Matheron and Formery brought up that De Wijs, Krige and Sichel worked with geometric concepts unknown in “la statistique classique” and to its practitioners. Yet, those authors did refer to classical statistics in their own work. Matheron and his coauthor did agree statistics had a role to play in quality control of manufactured products. Just the same, they prattled a lot about all that’s wrong with classical statistics. Here’s but one line I’ve struggled to convert into English prose, “The properties of classical statistics are often transposed in a rather rough manner.” I’ll say! And here’s more drivel, “(Classical statistics) resulted sometimes in naivety or even silliness.” Don’t take my word for it but do read that rather rough and silly paper.

Matheron's structure and randomness

Matheron and his coauthor set out to study structure and randomness at regular intervals. They did so with the aid of ordered and randomly distributed integers. Readers were told to put a pragmatic spin on structure and randomness, and to infer integers are in fact grades. My son and I worked with genuine gold grades of ordered rounds in a drift. We derived Riemann sums and proved a significant degree of spatial dependence between ordered grades by applying Fisher’s F-test to the variance of the set and the first variance term of the ordered set. It was that simple! Yet, geostatistical minds are taught to infer grades between coordinates

Riemann's method is precisely what Matheron and his coauthor should have applied in 1965. Riemann sums would have given the jth variance term of an ordered set (Matheron’s structured set) as follows: varj(x)=∑(xi−xi+j)2÷[2(n−j)]. The first variance term of the ordered set is var1(x)=0.50, and the variance of the set is var(x)=2.82. The observed value of F=2.82/0.50= 5.64 exceeds the tabulated value of F0.05;10;20=2.35 at 95% probability and with applicable numbers of degrees of freedom. Hence, the ordered set displays a statistically significant degree of spatial dependent. And dont' take my stats on face value! Set up a spreadsheet template and figure out what I did!

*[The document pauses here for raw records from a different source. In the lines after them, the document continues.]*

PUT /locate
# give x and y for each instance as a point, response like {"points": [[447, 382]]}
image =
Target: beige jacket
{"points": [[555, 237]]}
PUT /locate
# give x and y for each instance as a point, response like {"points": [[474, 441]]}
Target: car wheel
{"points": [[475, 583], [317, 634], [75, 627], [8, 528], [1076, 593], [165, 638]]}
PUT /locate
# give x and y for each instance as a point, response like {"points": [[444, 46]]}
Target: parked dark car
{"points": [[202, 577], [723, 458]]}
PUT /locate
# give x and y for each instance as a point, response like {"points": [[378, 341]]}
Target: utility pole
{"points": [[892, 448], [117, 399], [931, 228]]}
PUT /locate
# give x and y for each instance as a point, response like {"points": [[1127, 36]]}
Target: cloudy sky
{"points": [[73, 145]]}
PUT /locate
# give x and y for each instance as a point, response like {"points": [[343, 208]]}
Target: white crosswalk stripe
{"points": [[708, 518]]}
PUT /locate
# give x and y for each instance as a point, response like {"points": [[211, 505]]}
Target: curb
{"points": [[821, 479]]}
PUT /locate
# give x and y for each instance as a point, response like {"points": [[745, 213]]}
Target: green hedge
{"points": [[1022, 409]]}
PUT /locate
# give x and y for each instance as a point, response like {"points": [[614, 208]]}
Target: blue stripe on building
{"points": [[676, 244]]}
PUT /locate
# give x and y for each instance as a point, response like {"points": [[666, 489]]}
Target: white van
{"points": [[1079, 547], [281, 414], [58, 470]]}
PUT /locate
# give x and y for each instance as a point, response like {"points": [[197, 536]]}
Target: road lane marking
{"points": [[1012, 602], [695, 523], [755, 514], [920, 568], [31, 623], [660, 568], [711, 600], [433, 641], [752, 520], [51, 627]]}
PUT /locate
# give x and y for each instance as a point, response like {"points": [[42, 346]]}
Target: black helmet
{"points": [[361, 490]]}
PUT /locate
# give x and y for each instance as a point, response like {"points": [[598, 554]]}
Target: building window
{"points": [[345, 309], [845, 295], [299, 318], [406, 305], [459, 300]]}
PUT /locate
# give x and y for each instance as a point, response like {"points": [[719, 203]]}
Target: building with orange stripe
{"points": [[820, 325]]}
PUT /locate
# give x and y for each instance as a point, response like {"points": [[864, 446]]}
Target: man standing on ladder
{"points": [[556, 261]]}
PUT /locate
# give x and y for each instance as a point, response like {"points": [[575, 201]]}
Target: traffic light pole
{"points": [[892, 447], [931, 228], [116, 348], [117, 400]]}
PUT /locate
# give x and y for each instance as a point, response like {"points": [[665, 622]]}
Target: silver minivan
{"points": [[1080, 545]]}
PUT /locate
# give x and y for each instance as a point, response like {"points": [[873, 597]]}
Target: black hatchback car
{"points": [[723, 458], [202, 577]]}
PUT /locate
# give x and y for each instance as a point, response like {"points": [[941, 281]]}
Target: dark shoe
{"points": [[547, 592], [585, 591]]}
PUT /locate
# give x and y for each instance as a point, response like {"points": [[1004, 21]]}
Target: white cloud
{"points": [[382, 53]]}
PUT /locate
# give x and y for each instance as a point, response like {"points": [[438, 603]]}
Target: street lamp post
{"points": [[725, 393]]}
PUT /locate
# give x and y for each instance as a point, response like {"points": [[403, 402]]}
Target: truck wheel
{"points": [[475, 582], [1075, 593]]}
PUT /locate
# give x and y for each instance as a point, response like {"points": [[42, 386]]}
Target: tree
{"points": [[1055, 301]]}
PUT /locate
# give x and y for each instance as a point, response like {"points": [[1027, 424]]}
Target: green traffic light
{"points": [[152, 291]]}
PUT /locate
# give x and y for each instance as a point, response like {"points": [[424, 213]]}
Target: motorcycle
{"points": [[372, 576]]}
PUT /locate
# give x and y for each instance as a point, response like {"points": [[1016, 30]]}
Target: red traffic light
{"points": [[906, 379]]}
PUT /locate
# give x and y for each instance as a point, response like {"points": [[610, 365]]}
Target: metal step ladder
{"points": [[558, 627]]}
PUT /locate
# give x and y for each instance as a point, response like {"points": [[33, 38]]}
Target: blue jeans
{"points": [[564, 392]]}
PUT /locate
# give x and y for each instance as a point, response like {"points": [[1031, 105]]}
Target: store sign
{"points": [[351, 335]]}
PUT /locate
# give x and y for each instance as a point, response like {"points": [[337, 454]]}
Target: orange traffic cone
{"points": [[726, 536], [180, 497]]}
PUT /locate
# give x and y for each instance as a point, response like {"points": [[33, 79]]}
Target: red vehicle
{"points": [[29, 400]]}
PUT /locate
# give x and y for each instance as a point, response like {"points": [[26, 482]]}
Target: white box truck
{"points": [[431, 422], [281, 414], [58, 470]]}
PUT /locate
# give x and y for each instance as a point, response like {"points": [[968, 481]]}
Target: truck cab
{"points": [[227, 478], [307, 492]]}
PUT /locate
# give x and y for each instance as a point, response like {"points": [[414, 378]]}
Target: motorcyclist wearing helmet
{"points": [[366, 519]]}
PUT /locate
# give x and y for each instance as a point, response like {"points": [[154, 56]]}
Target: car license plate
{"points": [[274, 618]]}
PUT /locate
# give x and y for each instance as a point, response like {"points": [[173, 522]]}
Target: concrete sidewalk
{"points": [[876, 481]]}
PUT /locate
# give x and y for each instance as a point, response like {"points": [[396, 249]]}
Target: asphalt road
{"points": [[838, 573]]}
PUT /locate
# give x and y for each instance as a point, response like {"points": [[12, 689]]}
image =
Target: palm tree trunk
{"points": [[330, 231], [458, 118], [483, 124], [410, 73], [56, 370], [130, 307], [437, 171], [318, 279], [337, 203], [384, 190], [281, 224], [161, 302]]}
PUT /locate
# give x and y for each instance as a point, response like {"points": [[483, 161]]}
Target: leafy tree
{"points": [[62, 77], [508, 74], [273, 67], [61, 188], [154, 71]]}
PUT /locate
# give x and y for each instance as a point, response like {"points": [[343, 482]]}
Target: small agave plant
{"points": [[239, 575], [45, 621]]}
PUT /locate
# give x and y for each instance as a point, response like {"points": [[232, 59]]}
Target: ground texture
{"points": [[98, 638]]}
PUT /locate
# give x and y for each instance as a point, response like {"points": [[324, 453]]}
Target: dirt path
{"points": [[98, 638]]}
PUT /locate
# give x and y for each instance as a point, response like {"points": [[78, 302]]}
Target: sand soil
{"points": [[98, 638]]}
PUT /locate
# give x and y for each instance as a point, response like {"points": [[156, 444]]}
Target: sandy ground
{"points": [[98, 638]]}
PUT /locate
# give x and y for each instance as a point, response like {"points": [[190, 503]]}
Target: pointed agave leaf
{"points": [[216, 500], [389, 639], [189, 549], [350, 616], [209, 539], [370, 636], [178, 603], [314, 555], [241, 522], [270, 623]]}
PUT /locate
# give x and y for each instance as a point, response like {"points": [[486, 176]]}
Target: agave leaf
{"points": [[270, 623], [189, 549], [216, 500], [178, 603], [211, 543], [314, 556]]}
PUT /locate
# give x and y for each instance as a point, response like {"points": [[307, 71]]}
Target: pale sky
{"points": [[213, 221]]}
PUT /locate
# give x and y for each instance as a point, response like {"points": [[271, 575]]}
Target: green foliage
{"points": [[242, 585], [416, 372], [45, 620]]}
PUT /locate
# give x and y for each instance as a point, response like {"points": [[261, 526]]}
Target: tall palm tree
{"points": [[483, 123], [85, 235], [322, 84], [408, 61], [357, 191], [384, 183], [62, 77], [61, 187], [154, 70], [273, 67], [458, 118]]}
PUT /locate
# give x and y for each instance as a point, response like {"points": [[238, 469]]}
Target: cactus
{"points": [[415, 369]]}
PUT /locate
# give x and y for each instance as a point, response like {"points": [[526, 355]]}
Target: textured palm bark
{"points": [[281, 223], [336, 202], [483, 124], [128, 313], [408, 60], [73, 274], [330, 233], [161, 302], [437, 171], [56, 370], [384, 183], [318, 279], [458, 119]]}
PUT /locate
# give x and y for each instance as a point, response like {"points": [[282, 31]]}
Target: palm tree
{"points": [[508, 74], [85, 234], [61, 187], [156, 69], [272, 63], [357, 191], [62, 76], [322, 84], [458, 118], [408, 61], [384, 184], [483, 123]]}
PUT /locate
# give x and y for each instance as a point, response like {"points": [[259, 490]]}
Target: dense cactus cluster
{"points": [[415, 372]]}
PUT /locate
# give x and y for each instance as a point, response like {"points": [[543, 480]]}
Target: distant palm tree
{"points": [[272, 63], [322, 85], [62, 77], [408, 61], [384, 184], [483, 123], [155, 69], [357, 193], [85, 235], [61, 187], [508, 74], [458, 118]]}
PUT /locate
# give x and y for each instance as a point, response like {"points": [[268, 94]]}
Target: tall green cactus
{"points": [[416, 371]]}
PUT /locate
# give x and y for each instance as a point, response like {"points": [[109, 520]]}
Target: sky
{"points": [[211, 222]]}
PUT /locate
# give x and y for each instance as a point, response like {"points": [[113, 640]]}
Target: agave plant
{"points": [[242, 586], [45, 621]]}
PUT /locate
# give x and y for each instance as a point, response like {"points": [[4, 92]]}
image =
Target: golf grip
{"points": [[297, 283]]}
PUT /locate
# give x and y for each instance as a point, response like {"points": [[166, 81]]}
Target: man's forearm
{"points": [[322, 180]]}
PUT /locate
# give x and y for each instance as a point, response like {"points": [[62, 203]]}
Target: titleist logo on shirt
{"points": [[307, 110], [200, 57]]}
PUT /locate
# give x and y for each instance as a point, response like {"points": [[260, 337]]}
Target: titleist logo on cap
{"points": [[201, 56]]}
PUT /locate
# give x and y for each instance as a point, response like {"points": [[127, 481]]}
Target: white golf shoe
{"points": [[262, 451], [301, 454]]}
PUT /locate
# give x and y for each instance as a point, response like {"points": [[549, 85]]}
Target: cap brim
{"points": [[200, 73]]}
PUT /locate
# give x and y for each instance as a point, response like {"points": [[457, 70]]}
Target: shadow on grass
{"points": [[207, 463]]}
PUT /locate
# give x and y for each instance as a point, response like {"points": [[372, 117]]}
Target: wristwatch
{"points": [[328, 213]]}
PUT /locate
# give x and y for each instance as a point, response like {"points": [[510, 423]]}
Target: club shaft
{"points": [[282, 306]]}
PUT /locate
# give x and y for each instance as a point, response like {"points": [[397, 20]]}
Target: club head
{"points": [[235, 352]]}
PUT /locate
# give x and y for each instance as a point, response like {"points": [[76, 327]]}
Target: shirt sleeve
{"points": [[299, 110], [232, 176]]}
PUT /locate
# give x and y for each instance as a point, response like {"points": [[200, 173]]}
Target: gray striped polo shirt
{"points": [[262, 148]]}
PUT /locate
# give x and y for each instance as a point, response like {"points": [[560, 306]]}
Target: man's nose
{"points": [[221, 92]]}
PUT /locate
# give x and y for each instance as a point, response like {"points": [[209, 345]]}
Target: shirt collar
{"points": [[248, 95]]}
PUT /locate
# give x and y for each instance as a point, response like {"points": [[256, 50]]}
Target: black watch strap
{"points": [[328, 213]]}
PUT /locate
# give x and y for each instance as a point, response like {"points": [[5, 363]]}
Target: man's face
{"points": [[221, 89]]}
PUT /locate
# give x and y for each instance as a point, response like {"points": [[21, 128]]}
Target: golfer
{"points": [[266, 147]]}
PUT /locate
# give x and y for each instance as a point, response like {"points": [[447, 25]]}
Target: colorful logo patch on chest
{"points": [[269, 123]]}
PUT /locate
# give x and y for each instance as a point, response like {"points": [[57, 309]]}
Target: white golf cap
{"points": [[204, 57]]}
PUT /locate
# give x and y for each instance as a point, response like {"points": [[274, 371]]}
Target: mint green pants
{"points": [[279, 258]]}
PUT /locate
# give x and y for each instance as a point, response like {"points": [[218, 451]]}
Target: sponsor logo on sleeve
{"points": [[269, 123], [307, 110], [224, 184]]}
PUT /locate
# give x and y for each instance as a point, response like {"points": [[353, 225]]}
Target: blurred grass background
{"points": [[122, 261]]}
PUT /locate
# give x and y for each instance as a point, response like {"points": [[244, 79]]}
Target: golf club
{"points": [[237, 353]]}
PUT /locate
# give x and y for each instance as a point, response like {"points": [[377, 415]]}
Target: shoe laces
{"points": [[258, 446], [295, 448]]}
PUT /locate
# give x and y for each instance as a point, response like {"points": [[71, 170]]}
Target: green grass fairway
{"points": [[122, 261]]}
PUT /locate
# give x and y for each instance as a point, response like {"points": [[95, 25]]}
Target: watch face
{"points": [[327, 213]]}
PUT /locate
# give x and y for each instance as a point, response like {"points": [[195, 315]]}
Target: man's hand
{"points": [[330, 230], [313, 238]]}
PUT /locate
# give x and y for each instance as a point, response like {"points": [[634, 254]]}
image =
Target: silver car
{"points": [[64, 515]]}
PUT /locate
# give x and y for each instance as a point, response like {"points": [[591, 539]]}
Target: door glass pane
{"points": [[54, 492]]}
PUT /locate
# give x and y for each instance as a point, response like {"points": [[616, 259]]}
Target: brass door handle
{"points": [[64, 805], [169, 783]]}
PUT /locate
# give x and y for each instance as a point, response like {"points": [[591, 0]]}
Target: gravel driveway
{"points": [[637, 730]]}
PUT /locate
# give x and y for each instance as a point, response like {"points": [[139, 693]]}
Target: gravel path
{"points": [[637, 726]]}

Riemann sums also underpin sampling variograms. A sampling variogram is a graph that shows where orderliness in a sample space or a sampling unit dissipates into randomness. Matheron and Formery mentioned variograms but didn’t explain how to derive lags that underscore where orderliness disperses into randomness. Matheron’s search for structure and randomness made him march in place to the beat of kriging drums. Matheron knew he ought to do something but never knew what Visman had done already. He babbled gibberish when contemplating what to do next. Matheron’s problem was he didn’t have the foggiest notion what Sir Ronald A Fisher had been doing across the Channel ever since the storm with Pearson about degrees of freedom. Matheron and his disciples didn’t have a clue how they got into junk statistics.